It’s been a few weeks since I started focusing on getting more protein in throughout the day. It only took me weeks of ridiculously sore muscles, being beyond tired, and sluggish to realize I wasn’t doing myself a favor by avoiding it.  wouldn’t say avoiding, rather just ignoring. The truth is, sometimes I cannot stand drinking a protein shake. Of course when you add some peanut butter, bananas, and milk it’s going to be great. But after a workout or on the go, I needed something quick so water and whey it was. And it gets really old – really fast.

Knowing better, I put my stubbornness away and starting drinking at least a Muscle Milk after my workout. After only a few weeks I have noticed such a difference in my training and my energy. Protein is so incredibly important when you’re training heavy. It’s a nutrient that your body and your muscles crave and devour. Forget the stigma, forget the word “bulky,” without enough protein, you are not going to see progress in your training or in your body.

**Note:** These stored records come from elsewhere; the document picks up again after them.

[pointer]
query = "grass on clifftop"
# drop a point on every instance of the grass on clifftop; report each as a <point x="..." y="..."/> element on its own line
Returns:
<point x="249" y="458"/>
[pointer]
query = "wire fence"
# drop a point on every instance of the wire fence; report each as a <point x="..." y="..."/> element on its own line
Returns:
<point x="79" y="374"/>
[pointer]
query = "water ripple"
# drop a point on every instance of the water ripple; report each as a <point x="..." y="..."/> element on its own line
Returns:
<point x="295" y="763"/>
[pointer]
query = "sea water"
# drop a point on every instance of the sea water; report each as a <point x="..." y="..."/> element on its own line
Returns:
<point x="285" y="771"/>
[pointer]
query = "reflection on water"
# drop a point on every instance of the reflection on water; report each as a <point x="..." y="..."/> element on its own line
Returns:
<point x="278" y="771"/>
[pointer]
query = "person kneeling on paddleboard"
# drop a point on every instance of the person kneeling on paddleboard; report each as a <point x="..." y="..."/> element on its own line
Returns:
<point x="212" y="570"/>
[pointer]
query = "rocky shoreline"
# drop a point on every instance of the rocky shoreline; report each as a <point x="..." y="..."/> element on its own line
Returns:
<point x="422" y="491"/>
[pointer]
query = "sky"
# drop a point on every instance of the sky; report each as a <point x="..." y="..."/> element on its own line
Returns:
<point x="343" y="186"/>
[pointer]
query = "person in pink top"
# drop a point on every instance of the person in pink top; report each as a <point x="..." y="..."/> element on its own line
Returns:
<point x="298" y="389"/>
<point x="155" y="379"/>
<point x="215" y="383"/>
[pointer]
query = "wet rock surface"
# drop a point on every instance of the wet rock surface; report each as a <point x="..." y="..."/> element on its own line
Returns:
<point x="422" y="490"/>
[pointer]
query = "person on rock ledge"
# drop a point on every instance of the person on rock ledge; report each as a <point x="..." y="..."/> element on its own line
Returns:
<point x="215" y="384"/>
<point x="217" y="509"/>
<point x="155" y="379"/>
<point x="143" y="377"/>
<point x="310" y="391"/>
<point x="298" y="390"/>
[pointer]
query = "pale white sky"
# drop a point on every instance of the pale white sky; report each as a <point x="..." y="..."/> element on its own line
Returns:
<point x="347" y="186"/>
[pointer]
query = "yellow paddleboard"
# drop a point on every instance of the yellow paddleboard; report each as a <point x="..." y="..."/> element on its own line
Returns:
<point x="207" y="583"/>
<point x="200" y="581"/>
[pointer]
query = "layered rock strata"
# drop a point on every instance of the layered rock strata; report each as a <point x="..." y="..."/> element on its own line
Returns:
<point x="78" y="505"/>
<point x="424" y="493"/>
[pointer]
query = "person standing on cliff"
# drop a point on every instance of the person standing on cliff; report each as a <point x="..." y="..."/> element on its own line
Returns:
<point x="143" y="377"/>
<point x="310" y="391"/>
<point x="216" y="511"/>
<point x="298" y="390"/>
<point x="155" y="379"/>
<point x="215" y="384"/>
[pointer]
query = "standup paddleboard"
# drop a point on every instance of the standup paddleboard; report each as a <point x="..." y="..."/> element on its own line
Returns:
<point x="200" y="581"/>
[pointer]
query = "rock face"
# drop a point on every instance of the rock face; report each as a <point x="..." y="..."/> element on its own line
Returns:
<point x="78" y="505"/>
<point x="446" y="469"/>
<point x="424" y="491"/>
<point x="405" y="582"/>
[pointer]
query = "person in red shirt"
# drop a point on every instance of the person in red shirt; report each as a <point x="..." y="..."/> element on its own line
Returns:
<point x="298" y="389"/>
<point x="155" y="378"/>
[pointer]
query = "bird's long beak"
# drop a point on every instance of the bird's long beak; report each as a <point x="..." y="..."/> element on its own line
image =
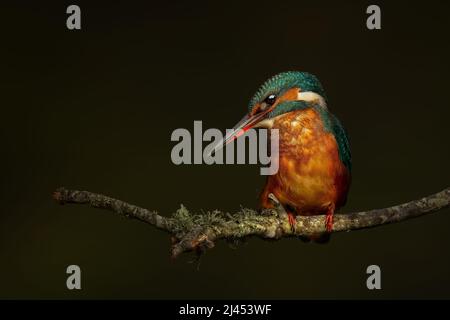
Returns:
<point x="246" y="123"/>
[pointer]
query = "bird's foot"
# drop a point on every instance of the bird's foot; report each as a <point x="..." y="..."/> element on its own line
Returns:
<point x="292" y="221"/>
<point x="329" y="219"/>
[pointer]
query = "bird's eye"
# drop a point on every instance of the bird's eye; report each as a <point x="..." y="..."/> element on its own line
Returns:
<point x="270" y="100"/>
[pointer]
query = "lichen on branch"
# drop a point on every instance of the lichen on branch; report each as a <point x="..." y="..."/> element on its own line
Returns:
<point x="199" y="232"/>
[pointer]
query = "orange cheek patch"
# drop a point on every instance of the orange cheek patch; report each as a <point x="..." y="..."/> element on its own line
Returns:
<point x="289" y="95"/>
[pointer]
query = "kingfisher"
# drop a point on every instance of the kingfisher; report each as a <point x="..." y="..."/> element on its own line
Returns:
<point x="314" y="172"/>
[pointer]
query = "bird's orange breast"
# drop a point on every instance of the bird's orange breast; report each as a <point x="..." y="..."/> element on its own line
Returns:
<point x="311" y="176"/>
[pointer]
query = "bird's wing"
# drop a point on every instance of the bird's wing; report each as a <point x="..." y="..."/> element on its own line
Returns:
<point x="342" y="140"/>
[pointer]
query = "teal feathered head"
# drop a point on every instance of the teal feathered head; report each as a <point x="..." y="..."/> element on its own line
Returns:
<point x="287" y="92"/>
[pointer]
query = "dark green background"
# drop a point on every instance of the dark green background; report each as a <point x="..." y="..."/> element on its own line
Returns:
<point x="94" y="109"/>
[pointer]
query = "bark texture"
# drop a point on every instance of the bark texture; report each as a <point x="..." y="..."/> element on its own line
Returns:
<point x="198" y="232"/>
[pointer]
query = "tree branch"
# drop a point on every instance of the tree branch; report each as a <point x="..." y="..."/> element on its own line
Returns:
<point x="199" y="232"/>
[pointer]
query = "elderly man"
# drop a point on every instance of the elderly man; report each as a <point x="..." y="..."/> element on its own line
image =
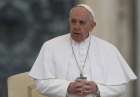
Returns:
<point x="79" y="64"/>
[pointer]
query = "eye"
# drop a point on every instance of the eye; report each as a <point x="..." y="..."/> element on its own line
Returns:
<point x="73" y="21"/>
<point x="82" y="22"/>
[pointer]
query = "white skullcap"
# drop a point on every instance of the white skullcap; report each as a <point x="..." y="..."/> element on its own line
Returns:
<point x="87" y="8"/>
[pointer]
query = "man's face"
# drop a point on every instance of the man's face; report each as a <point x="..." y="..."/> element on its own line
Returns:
<point x="81" y="23"/>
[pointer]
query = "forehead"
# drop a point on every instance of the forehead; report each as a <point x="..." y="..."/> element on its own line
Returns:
<point x="79" y="12"/>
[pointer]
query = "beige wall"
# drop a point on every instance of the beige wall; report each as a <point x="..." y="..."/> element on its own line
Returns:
<point x="115" y="24"/>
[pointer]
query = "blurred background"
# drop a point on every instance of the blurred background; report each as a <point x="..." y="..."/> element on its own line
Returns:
<point x="26" y="24"/>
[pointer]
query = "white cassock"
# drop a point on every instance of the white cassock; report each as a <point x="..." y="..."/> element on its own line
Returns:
<point x="56" y="67"/>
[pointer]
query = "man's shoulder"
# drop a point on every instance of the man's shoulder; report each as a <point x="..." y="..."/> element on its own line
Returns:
<point x="103" y="43"/>
<point x="57" y="40"/>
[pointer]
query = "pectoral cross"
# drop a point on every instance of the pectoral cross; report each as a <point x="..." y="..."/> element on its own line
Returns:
<point x="82" y="77"/>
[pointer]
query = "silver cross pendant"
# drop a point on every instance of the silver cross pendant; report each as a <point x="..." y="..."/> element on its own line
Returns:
<point x="82" y="77"/>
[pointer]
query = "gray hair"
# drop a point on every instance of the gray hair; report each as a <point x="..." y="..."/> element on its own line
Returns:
<point x="88" y="9"/>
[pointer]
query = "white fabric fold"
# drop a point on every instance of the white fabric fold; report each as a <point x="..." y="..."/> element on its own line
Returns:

Chad and I have been really buckling down on our “weekday” diets but some nights it’s not easy! Considering we lift pretty late and eat dinner even later, we are usually starving by the time we get home. Instead of reaching for that bag of chips, we’ve actually been eating mini protein bars that we get from Walmart. They’re handy when you have them but they can get expensive. I’ve been looking for a great protein bar recipe but I didn’t come across anything that was going to give us the amount of protein that actual bars would. Well I took to my own kitchen, said yolo, and went for it. Leave it to my sweet tooth to make light (or dark chocolate) out of the situation.

With almost 10 grams of protein per mini cup, these double chocolate delights are the perfect post-workout grab!

Double Chocolate Protein Cups

1 can black beans, 2 scoops chocolate whey protein, 1/2 cup oats, 1 Tbsp. cocoa powder, 1/2 tsp. baking soda, 2 eggs, and COFFFEEEE! 

I mixed the dry and wet separate. Coffee was a last minute, it was just there kind of thing but it turned out great! I love black coffee but of course, it will make these a bit more bitter. Feel free to sub it out for milk or water.

I used a pastry cutter to smash the black beans rather that purée them. I wanted a thicker texture and I knew the egg and coffee would lighten it up.

I added a few fun toppings but feel free to add whatever you want! I used mini chocolate chips and chopped walnuts and they worked perfectly!

I’m so excited to say that these actually turned out very well! Considering I went all yolo and everything. I will be bringing them with me to the gym tonight and maybe I’ll even get Chad’s review on here? I hope you enjoy this recipe and be sure to tag me so I can see all of your recipes and reviews!

8 thoughts on “Chocolate Coffee Protein Muffins”

  1. Great idea! Those look delicious. I think getting enough protein is one of those things you know you *should* do, but it’s easy to forget. I love having quick and easy sources to aid in muscle repair and recovery. Thank you for sharing!